Comment 11 Eike Rathke 2021-07-30 11:51:05 UTC
(In reply to Mike Kaganski from comment #10)
> where some "unknown" element appears as a child of a known
> element (attachment 173946 [details]), those should be silently ignored, as
> we always do elsewhere (OOXML), implying that those may be some
> unknown/unimplemented format extensions.
That's not the case here though. The structure check knows that the <x:WorksheetOptions> element MUST appear nested in the <Worksheet> element. It does not check for unknown elements.
Comment 12 Mike Kaganski 2021-07-30 12:30:37 UTC
(In reply to Eike Rathke from comment #11)
> The structure check knows that the
> <x:WorksheetOptions> element MUST appear nested in the <Worksheet> element.
> It does not check for unknown elements.

IMO it looks somewhat backwards. In context of XML parsing, any element that appears where we expect it is a known element, and when it happens to appear in other places, it should not be considered as "known but invalid", but it should be considered unknown.

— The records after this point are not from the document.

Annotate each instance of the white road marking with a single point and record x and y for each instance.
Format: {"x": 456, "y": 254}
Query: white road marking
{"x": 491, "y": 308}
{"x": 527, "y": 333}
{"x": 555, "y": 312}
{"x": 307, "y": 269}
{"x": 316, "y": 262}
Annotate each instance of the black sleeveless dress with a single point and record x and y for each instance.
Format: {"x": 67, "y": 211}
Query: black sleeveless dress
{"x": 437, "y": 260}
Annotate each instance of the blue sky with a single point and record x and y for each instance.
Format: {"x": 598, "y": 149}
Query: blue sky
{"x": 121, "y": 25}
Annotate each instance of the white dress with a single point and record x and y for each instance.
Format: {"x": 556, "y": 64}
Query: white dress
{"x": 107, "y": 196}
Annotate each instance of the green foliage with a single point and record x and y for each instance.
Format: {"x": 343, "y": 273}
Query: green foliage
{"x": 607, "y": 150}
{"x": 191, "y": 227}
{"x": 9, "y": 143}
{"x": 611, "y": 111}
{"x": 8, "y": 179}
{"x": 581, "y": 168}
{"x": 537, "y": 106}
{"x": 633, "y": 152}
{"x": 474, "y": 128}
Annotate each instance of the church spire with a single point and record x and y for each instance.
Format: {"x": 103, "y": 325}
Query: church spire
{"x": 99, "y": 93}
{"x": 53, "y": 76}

When we find an unexpected element <Foo> under <Bar>, why should we care that we know that there may be a <Foo> under <Baz>? E.g., there are same-name elements like w:sectPr both in w:body ("Document Final Section Properties", ECMA-376 Part 1 17.6.17) and in w:pPr ("Section Properties", 17.6.18). If a subsequent review of the standard adds same-name element elsewhere, we must not fail (but of course we should ignore it there).
Comment 13 Kohei Yoshida 2021-07-31 00:01:12 UTC
I can see Mike's argument. But changing this behavior would not be a quick overnight step.  I'll look into that here: https://gitlab.com/orcus/orcus/-/issues/138
Comment 14 Kohei Yoshida 2021-12-16 03:52:42 UTC
The orcus library version 0.17.2, which just hit the master branch, should address this.